This is the most common and the most important. ext4 and XFS don’t flip to read-only because they’re bored. They do it because the kernel told them a write failed, or because the filesystem detected internal inconsistency.

Typical kernel lines include:

blk_update_request: I/O error
Buffer I/O error
EXT4-fs error ... Detected aborted journal
XFS (dm-0): log I/O error

The underlying causes range from failing SSDs to flaky HBAs, from SAN path instability to “someone kicked the power cable.” Your goal is to identify which layer misbehaved first.

2) The device (or hypervisor) is effectively write-protecting you

Even if Linux thinks /sys/block/.../ro is 0, your writes can still fail because the platform is denying them.

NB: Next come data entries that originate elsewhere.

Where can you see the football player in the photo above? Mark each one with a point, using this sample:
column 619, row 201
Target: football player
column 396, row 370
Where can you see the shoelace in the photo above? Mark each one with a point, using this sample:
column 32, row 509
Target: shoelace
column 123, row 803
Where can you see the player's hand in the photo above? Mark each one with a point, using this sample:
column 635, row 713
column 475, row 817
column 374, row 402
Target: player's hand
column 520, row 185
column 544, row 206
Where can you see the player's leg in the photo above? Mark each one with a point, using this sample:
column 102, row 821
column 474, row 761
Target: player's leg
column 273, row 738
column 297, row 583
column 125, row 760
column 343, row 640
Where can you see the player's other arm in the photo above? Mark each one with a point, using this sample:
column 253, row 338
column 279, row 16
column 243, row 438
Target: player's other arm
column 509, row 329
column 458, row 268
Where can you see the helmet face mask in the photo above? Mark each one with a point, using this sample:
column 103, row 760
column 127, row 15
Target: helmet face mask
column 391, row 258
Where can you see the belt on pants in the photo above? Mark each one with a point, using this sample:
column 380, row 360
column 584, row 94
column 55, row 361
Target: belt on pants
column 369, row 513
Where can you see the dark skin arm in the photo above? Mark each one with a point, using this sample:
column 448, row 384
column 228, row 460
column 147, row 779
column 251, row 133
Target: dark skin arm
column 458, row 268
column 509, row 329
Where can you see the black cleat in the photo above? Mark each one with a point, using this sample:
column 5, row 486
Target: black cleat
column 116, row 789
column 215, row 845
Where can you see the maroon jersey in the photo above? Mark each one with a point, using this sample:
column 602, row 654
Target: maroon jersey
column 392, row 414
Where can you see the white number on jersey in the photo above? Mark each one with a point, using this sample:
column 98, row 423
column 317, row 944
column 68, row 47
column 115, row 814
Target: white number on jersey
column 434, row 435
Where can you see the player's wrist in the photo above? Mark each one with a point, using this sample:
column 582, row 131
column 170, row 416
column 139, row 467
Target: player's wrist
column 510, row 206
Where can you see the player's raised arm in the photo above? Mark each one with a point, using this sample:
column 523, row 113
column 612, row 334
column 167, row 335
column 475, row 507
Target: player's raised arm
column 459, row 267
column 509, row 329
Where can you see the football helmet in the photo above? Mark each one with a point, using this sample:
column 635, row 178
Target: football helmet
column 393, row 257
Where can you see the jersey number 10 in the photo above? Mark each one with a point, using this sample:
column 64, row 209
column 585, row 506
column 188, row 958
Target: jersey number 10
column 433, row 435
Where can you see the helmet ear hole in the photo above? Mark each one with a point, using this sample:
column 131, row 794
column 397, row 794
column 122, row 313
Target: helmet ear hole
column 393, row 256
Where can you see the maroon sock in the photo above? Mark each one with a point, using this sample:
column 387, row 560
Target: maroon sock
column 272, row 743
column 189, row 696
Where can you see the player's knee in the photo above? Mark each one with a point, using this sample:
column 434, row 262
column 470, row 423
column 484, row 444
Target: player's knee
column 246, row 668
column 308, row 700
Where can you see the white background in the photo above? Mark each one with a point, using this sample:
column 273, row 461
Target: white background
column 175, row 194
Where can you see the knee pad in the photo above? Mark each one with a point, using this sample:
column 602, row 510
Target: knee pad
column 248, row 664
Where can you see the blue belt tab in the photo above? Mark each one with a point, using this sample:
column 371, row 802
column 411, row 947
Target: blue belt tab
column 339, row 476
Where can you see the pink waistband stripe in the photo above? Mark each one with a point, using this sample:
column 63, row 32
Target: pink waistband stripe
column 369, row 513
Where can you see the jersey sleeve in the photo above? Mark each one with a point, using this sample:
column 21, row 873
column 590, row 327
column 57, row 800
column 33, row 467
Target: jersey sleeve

In VMs, “read-only” can be the polite version of “datastore is out of space” or “snapshot chain is broken.” On SAN, it can be an array-side protection mode after detecting an issue.

Clue: you see SCSI sense codes, persistent timeouts, or weirdly consistent failures across filesystems at once.

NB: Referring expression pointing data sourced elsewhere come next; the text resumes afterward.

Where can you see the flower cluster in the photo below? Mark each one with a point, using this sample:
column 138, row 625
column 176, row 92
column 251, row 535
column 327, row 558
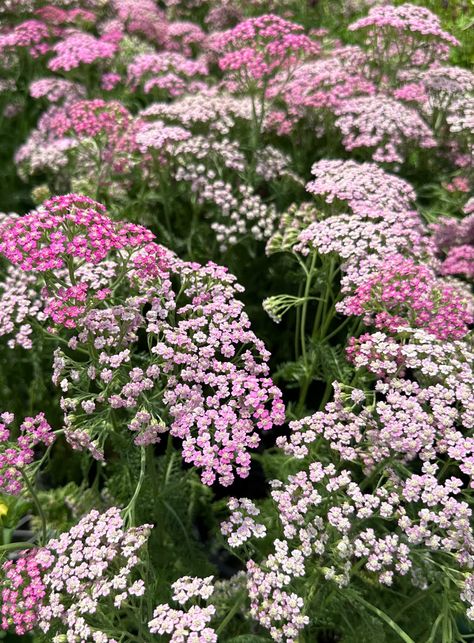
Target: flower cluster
column 66, row 584
column 67, row 227
column 254, row 50
column 16, row 455
column 191, row 625
column 404, row 293
column 383, row 125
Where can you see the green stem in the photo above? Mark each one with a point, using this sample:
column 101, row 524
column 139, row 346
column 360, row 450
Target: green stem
column 16, row 546
column 129, row 511
column 37, row 505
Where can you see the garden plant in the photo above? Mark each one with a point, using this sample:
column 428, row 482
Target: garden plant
column 236, row 346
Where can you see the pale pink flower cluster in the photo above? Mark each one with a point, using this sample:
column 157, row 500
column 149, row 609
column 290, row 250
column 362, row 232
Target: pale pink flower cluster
column 168, row 72
column 80, row 48
column 56, row 90
column 405, row 293
column 385, row 126
column 65, row 585
column 241, row 524
column 257, row 48
column 404, row 36
column 190, row 625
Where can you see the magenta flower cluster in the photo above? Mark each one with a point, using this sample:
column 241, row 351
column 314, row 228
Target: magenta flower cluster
column 17, row 454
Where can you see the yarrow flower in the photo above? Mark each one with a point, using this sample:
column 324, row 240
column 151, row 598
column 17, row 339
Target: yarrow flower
column 65, row 584
column 66, row 227
column 186, row 626
column 80, row 48
column 404, row 293
column 16, row 455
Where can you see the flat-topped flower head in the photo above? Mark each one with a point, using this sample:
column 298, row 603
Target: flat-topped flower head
column 17, row 454
column 404, row 36
column 405, row 293
column 257, row 48
column 67, row 227
column 80, row 48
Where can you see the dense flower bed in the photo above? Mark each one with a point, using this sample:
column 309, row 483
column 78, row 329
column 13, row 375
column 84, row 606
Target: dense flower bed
column 236, row 348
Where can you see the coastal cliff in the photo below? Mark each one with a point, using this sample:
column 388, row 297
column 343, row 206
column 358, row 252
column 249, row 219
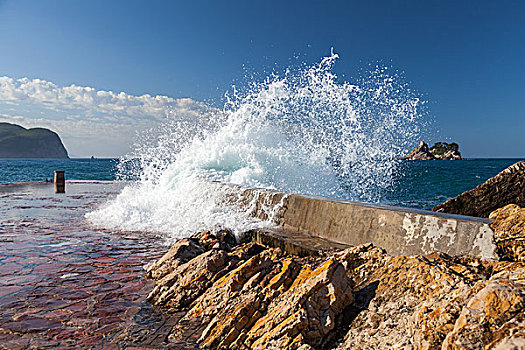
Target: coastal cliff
column 19, row 142
column 440, row 150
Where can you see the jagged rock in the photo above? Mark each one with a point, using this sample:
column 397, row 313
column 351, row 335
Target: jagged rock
column 254, row 297
column 509, row 231
column 446, row 151
column 421, row 152
column 440, row 150
column 494, row 318
column 508, row 187
column 179, row 253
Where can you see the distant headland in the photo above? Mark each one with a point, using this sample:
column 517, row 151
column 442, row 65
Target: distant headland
column 19, row 142
column 440, row 150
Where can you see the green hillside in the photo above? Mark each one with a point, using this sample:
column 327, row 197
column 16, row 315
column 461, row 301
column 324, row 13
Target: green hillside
column 19, row 142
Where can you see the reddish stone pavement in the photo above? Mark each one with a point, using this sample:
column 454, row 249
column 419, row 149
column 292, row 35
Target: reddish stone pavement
column 64, row 284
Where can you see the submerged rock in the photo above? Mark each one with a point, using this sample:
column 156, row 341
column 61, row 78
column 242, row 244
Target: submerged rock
column 507, row 187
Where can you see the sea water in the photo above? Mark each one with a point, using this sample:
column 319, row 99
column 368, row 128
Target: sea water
column 304, row 132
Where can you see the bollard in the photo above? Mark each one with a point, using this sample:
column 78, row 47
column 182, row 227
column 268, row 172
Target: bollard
column 60, row 181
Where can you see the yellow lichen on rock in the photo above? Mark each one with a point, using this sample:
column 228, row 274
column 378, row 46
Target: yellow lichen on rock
column 509, row 231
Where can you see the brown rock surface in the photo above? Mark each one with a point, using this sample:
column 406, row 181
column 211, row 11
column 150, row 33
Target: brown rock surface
column 509, row 231
column 421, row 152
column 256, row 297
column 508, row 187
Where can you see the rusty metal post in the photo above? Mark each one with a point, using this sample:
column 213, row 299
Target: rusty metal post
column 60, row 181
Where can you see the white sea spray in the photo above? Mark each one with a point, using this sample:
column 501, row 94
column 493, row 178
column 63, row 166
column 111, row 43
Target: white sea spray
column 301, row 132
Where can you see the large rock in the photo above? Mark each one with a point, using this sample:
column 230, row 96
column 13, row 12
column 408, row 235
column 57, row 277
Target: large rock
column 509, row 231
column 508, row 187
column 18, row 142
column 251, row 296
column 446, row 151
column 421, row 152
column 440, row 150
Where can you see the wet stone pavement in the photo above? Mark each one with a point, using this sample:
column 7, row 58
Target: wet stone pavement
column 64, row 284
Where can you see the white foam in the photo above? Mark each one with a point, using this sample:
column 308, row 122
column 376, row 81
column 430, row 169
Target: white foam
column 303, row 132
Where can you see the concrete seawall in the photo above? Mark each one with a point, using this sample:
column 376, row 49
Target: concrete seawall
column 401, row 231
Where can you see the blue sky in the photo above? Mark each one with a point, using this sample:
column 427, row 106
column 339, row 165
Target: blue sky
column 465, row 57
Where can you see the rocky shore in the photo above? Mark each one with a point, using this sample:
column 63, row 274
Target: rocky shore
column 249, row 295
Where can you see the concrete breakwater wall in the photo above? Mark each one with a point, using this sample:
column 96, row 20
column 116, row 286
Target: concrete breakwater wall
column 401, row 231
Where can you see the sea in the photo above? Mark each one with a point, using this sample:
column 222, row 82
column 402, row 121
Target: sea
column 301, row 132
column 417, row 184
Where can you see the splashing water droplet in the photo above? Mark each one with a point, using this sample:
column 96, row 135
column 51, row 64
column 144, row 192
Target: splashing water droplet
column 302, row 132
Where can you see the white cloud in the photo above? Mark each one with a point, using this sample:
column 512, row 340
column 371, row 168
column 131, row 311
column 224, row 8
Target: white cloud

3) The filesystem mounted read-only at boot because recovery couldn’t be completed

If journal replay fails, or if the filesystem is marked as needing a check and the boot sequence can’t do it safely, you can come up with ro mounts or land in emergency mode.

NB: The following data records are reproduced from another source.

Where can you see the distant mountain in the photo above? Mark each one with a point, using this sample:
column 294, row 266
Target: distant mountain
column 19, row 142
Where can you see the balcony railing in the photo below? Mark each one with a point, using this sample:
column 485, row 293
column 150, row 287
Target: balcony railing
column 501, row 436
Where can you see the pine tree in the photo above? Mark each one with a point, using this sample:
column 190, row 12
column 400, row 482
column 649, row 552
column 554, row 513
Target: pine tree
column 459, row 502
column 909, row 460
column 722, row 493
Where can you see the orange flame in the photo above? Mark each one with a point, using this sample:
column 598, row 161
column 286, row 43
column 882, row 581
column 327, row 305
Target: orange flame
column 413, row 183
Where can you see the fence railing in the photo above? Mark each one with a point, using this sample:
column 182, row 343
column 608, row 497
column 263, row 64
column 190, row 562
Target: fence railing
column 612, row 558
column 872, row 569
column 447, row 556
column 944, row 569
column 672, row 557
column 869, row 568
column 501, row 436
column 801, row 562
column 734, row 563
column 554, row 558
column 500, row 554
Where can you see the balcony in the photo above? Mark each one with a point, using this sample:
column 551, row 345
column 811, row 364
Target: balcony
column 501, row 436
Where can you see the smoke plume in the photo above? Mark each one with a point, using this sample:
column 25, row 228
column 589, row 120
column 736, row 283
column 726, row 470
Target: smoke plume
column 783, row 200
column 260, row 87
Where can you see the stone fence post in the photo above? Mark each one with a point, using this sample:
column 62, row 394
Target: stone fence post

In that scenario, the system is basically saying: “I could mount this, but I do not trust it enough to write to it unattended.” It’s a reasonable boundary.

4) You’re not on a normal filesystem

OverlayFS, squashfs, live images, immutable base images, and certain security-hardened setups can make “read-only” the intended default. The difference is: intended read-only is consistent and clean; accidental read-only comes with errors in the kernel log and usually a specific timestamp where things went sideways.

5) The system is fine, your assumption is not

Sometimes the filesystem is writable; your application is hitting a read-only bind mount, or trying to write to a path on a read-only NFS export, or it’s under an SELinux/AppArmor policy that makes the error look like “read-only” at the app layer. Debian 13 itself isn’t special here, but modern deployments are layered enough to lie convincingly.

Joke #1: Storage failures are like meetings—if you think you’re done in 15 minutes, you just haven’t found the real agenda yet.

Three corporate mini-stories (anonymized, plausible, and instructive)

Mini-story 1: The incident caused by a wrong assumption

The company ran a tidy Debian fleet on decent hardware. One Friday, a production host started throwing “Read-only file system” during a routine package upgrade. The on-call did what many of us have done under pressure: remounted root read-write, reran the upgrade, and declared victory.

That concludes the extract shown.